Rezim China Beserta semua kekuatan ekonominya yang disombongkan, penggertakannya dan pencaplokan tanah dan ambisi perebutan laut dengan beberapa negara di wilayah regionalnya, serta kefanatikan nasionalismenya yang membahana di dalam negeri, faktanya pemerintah totaliter Cina masih harus menghancurkan orang-orang yang ditaklukkan paksa dari Turkmenistan Timur.

China terbukti mendiskriminasi hingga menindas kaum muslimin di Xinjiang yang tak berdosa, baik dari kalangan laki - laki, wanita, anak-anak dan bahkan dari kalangan orang tua, tidak ada yang luput dari kezaliman rezim fasis tersebut.

Satu-satunya 'kejahatan kaum muslimin' versi rezim fasis tersebut adalah karena mereka menyembah Allah Subhanahu wa Ta'ala, dan menjadikan Islam sebagai pedoman hidup. Jika memang gaya hidup komunis mereka 'dengan karakteristik Cina' begitu superior dan kokoh sebagaimana klaim mereka, mengapa mereka mencekik kaum Muslim di Turkmenistan Timur?

Apa yang terjadi di Turkmenistan Timur bersaing dengan Stalin, Hitler bahkan Assad. Bahkan rezim China tampaknya telah bersaing dengan penyiksaan tahanan muslim dari Abu Ghraib, Guantanamo dan buku pegangan CIA tentang teknik penyiksaan tahanan. Daripada menggunakan teknik pemerkosaan wanita Muslim seperti selama perang Bosnia, China menggantinya dengan 'pernikahan' para wanita Muslim Uighur dengan para laki-laki China Han. (aljazeera.com)

China telah melanggar hak - hak asasi masyarakat muslim Uighur selama bertahun-tahun dalam memperlakukan mereka, di mana banyak kaum muslimin telah dieksekusi di luar kerangka hukum, dan beberapa lainnya dieksekusi melalui operasi rahasia oleh pasukan keamanan Cina. Kebijakan represif Cina terhadap bangsa Uighur khususnya, melalui pencabutan hak untuk menyampaikan pendapat mereka secara damai, memiliki konsekuensi bencana.

Begitulah China hari ini yang menyandarkan prinsip dan gaya hidup dari ideologi pick-n-mix (comotan dan campuran) China –campuran antara komunisme Marxis-Leninis dengan sentuhan Cina, menggenggam kuat ajaran Mao, dosis berlebihan kapitalisme "yang ditransplantasikan", dan infus Xi- tampaknya tidak membuat kaum Muslim di Turkmenistan Timur untuk murtad dan menyerahkan agama kepada rezim diktator China, budaya atau kezaliman mereka. Rezim China sama dengan rezim fasis di mana pun, di mana mereka tidak memiliki validitas intelektual, mereka dipoles dengan kekuatan. Sistem China tidak membela kebenaran, kehormatan, integritas. Sistem China tidak mempedulikan hak-hak manusia atau menghormati kepercayaan sakral mereka. Sayangnya, dalam kasus kaum Muslim di Turkmenistan Timur, orang-orang China tampaknya tidak belajar dari sejarah pemerintahan penjajahan Jepang.

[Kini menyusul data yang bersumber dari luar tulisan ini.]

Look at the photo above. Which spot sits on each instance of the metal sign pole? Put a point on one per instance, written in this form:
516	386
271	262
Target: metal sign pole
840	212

Ingat! Tindakan-tindakan permusuhan terhadap kaum Muslim di Turkistan Timur yang diduduki oleh Cina mencerminkan sejauh mana kebencian rezim komunis terhadap Islam, juga merupakan ketakutan dari negara Cina akan pengaruh Islam yang besar pada masyarakat Cina. Ini menunjukkan sisa-sisa doktrin komunis yang represif dan memiliki warisan sejarah penganiayaan agama minoritas masih tetap berakar kuat dalam negara. Meski ideology komunisme di dunia telah runtuh, kaum muslimin Uighur khususnya muslimah merasakan tekanan dalam kehidupan mereka dari segala penjuru. Bukan hanya hak mereka untuk mengenakan busana Muslimah yang dirampas secara sistematis dan keji, namun juga hak mereka untuk berkeluarga dan memiliki keturunan! Partai komunis yang berkuasa telah berupaya secara berkala untuk membasmi hijab dan busana Muslimah sejak mengambil kekuasaan di tahun 1949, pertama kali meluncurkan upaya-upaya atheisme dan kemudian melarang jilbab sama sekali di tahun 1960-an dan 70-an.

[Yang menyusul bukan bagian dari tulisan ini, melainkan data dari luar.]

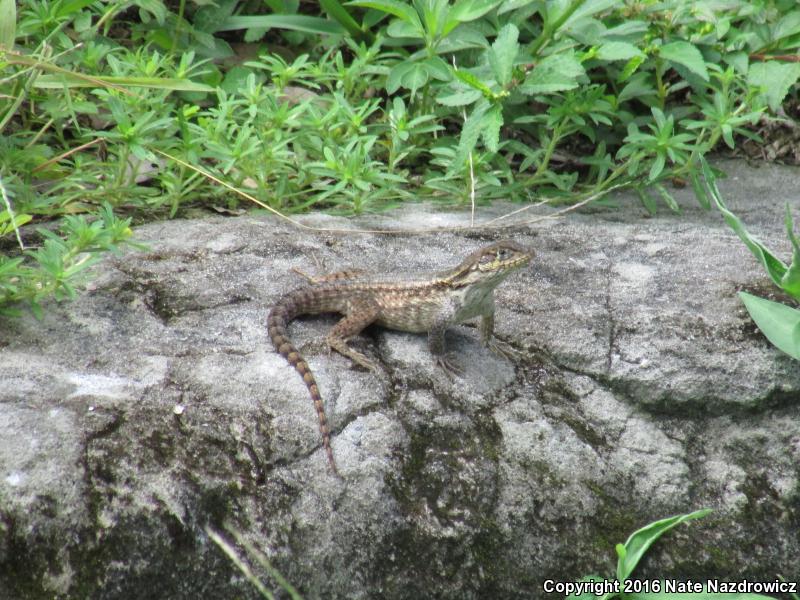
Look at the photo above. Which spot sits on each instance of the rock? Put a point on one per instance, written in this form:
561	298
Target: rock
153	406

Kaum muslim Uyghur bukan hanya harus berhadapan dengan kebijakan represif yang mengancam identitas mereka, namun juga harus dihadapkan dengan kebijakan brutal yang merusak rahim-rahim muslimah mereka dengan program aborsi dan sterilisasi massal. Program brutal yang lahir dari penguasa kriminal China yang membenci Islam dan ketakutan akan lahirnya generasi para Mujtahid dan Mujahid Islam yang mampu mengembalikan kejayaan Islam di Turkistan Timur dan seluruh penjuru dunia Islam. Karena dari rahim-rahim mulia kaum Muslimah di Uyghur dan Muslimah di seluruh dunia akan lahir generasi pemimpin umat yang akan membawa umat ini dari kegelapan menuju cahaya.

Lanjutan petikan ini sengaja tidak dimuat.